Ce trait observe aupres des autres primates s’est-il maintenu chez les humains? Reponse unanime, affirmative, des anthropologues qui se seront penches sur la question. Chez les natifs des iles Trobriand, Bronislaw Malinowski observait que l’enfant avait «la possibilite de analyser les parents a une guise jusqu’a sa puberte». En parallele, «les enfants commencaient a s’engager dans des jeux sexuels au sein des buissons. Mes adultes acceptaient votre comportement, pour autant qu’il se deroule en prive.

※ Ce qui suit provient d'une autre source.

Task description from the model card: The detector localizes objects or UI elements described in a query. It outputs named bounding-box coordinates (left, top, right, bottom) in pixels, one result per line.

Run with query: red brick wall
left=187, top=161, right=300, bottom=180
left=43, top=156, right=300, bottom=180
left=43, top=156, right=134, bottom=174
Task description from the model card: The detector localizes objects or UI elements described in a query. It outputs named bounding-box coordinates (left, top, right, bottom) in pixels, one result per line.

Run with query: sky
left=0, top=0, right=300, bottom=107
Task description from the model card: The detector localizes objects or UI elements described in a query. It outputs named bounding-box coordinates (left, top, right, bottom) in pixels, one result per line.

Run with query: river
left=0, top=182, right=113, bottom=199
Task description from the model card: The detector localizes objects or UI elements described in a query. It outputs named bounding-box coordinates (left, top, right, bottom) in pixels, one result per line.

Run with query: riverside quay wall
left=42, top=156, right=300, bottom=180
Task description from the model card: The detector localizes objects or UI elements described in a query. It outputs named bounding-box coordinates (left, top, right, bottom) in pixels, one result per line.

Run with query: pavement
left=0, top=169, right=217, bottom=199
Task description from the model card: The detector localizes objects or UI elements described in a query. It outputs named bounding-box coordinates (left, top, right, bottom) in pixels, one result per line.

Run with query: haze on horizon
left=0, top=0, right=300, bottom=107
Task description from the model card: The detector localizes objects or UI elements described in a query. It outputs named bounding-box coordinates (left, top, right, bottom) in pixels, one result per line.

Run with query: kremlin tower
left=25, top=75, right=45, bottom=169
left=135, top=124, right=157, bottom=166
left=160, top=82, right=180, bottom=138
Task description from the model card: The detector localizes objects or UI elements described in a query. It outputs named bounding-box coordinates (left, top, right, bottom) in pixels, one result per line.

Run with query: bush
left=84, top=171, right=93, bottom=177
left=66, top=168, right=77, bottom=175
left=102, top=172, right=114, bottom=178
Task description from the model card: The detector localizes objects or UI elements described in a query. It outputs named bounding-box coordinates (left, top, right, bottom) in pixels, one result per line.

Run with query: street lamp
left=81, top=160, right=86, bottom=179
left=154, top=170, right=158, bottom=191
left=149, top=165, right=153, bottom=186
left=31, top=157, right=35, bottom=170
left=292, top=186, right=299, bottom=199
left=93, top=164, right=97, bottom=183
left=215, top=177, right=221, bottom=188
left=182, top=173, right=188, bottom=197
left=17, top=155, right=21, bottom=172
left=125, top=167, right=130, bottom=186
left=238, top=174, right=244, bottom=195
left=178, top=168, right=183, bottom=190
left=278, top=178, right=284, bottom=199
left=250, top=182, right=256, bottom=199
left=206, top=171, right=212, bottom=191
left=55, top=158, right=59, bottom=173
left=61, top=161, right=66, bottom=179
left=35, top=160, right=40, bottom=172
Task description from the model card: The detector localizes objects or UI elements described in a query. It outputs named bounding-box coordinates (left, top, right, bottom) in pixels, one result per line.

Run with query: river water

Les enfants s’adonnaient mutuellement a des stimulations manuelles et orales des organes genitaux, ainsi qu’a des coits simules.» adultspace J’ai meme chose s’observe chez nos Amharas d’Ethiopie, les Aymaras du Perou, les Santal d’Inde, les Sherpas du Nepal, les habitants des iles Alor dans l’archipel d’la Sonde, ainsi que chez les chasseurs-cueilleurs Hazda et Kung de Tanzanie. Cela en allait probablement de meme dans la prehistoire.

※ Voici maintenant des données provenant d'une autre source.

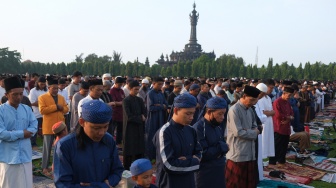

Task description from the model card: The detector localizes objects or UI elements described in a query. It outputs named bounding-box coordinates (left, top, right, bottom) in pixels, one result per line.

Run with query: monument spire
left=189, top=2, right=199, bottom=44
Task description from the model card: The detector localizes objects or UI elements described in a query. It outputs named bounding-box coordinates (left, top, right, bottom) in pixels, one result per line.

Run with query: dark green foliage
left=0, top=48, right=336, bottom=80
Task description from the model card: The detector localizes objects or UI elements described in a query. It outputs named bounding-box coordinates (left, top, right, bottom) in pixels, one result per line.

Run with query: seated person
left=130, top=159, right=157, bottom=188
left=289, top=126, right=310, bottom=154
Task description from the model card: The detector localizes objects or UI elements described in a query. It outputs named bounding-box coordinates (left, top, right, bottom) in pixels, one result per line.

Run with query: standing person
left=255, top=79, right=275, bottom=159
left=138, top=78, right=149, bottom=107
left=0, top=76, right=37, bottom=188
left=189, top=84, right=201, bottom=125
left=146, top=77, right=168, bottom=160
left=167, top=80, right=182, bottom=114
left=78, top=79, right=104, bottom=117
left=110, top=77, right=125, bottom=150
left=100, top=80, right=115, bottom=135
left=181, top=80, right=191, bottom=94
left=269, top=87, right=294, bottom=165
left=70, top=82, right=90, bottom=132
left=58, top=78, right=71, bottom=131
left=38, top=79, right=69, bottom=177
left=193, top=97, right=229, bottom=188
left=214, top=78, right=223, bottom=95
left=153, top=93, right=202, bottom=188
left=225, top=86, right=260, bottom=188
left=122, top=81, right=146, bottom=170
left=123, top=77, right=134, bottom=97
left=0, top=76, right=6, bottom=99
left=54, top=100, right=124, bottom=187
left=28, top=76, right=47, bottom=147
left=28, top=72, right=39, bottom=90
left=68, top=71, right=83, bottom=100
left=197, top=82, right=210, bottom=110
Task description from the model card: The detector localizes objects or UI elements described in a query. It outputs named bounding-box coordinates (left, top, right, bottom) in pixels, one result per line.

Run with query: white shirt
left=77, top=94, right=104, bottom=117
left=28, top=87, right=47, bottom=118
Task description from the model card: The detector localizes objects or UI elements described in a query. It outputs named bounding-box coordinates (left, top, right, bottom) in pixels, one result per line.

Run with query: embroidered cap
left=206, top=97, right=227, bottom=109
left=174, top=93, right=197, bottom=108
left=81, top=100, right=112, bottom=124
left=130, top=159, right=153, bottom=176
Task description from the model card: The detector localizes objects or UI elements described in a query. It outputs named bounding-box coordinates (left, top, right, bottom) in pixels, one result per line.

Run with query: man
left=189, top=84, right=201, bottom=125
left=38, top=78, right=69, bottom=177
left=255, top=79, right=275, bottom=159
left=28, top=76, right=47, bottom=147
left=153, top=93, right=202, bottom=188
left=167, top=80, right=182, bottom=114
left=77, top=79, right=103, bottom=117
left=197, top=82, right=210, bottom=110
left=181, top=80, right=191, bottom=94
left=28, top=72, right=39, bottom=90
left=102, top=73, right=112, bottom=84
left=0, top=76, right=37, bottom=188
left=123, top=77, right=134, bottom=97
left=137, top=79, right=149, bottom=107
left=269, top=87, right=294, bottom=165
left=225, top=86, right=260, bottom=188
left=54, top=100, right=124, bottom=187
left=0, top=76, right=6, bottom=99
left=122, top=81, right=147, bottom=170
left=193, top=97, right=229, bottom=188
left=146, top=77, right=168, bottom=160
left=70, top=82, right=90, bottom=132
left=68, top=71, right=83, bottom=100
left=214, top=79, right=223, bottom=95
left=58, top=78, right=71, bottom=131
left=110, top=77, right=125, bottom=150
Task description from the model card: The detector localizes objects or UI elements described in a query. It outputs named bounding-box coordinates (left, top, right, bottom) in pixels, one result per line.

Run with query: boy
left=130, top=159, right=157, bottom=188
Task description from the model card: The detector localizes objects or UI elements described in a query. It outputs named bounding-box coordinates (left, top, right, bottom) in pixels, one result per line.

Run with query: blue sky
left=0, top=0, right=336, bottom=66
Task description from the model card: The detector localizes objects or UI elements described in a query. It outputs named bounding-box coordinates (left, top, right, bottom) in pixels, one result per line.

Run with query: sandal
left=40, top=171, right=54, bottom=180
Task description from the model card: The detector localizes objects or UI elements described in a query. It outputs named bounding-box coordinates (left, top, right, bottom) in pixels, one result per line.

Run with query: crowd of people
left=0, top=71, right=336, bottom=188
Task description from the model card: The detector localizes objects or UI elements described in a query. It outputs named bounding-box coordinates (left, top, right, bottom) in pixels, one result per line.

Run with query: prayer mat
left=321, top=173, right=336, bottom=183
left=263, top=167, right=312, bottom=185
left=266, top=163, right=326, bottom=180
left=257, top=180, right=308, bottom=188
left=303, top=160, right=336, bottom=172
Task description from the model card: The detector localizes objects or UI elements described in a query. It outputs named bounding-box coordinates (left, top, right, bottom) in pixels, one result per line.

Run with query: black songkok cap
left=282, top=80, right=293, bottom=86
left=128, top=80, right=140, bottom=89
left=89, top=79, right=103, bottom=86
left=37, top=76, right=47, bottom=83
left=115, top=77, right=125, bottom=84
left=58, top=78, right=65, bottom=84
left=237, top=82, right=243, bottom=87
left=72, top=71, right=83, bottom=77
left=48, top=79, right=58, bottom=86
left=80, top=82, right=90, bottom=89
left=284, top=87, right=294, bottom=93
left=244, top=85, right=260, bottom=98
left=4, top=76, right=24, bottom=92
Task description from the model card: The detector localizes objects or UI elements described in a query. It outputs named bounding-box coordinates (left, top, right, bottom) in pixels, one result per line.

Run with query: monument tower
left=156, top=3, right=216, bottom=67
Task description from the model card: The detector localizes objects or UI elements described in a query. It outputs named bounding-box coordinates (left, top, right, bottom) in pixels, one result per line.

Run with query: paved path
left=33, top=176, right=55, bottom=188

Apres 1 Moyen Age ou des etreintes parentales semblent demeurer visibles et un age moderne qui voit se fortifier l’intimite, les m?urs actuelles se mettent en place ils font quelque trois siecles: nos adultes se cachent Afin de coucher et les jeux sexuels entre enfants sont decourages. Comment apprend-on, aussi? Selon Freud, une reellement grande curiosite sexuelle pousse les petits a se bricoler un connaitre via tous les revenus: «Leurs recherches peuvent etre facilitees par l’observation d’la copulation d’animaux, ou via le fait de dormir dans la chambre des parents pendant la premiere annee.» Un siecle plus tard, l’information echangee en famille, Internet et l’education sexuelle ont retourne le relais.
Faut-il se rejouir ou s’inquieter de votre tournant? Notre questionner, est-ce s’engager via une pente glissante? Mes observations rassemblees par Lawrence Josephs peuvent-elles alimenter des pensees dangereuses? Reponse en trois mouvements. D’une part, les certains etudes accessibles indiquent, contrairement a ce qu’avancait Freud, que le fait d’assister a Notre «scene primitive» – une relation sexuelle entre ses parents – n’est jamais, en tant que tel, votre evenement traumatisant. C’est «le schema des relations familiales» qui determine «les reactions a l’experience», note Josephs. D’autre part, il demeure avere que l’exposition des enfants a la sexualite parentale est traumatisante si l’enfant est converti par les adultes en objet de desir et de plaisir. Enfin, releve le chercheur, «il ne s’agit pas de promouvoir un romantisme naif a propos du developpement psychosexuel humain», tel si «la prehistoire est votre paradis perdu», mais plutot «de mentionner la necessite de recherches supplementaires»: on souhaite savoir d’ou on vient et ou on va.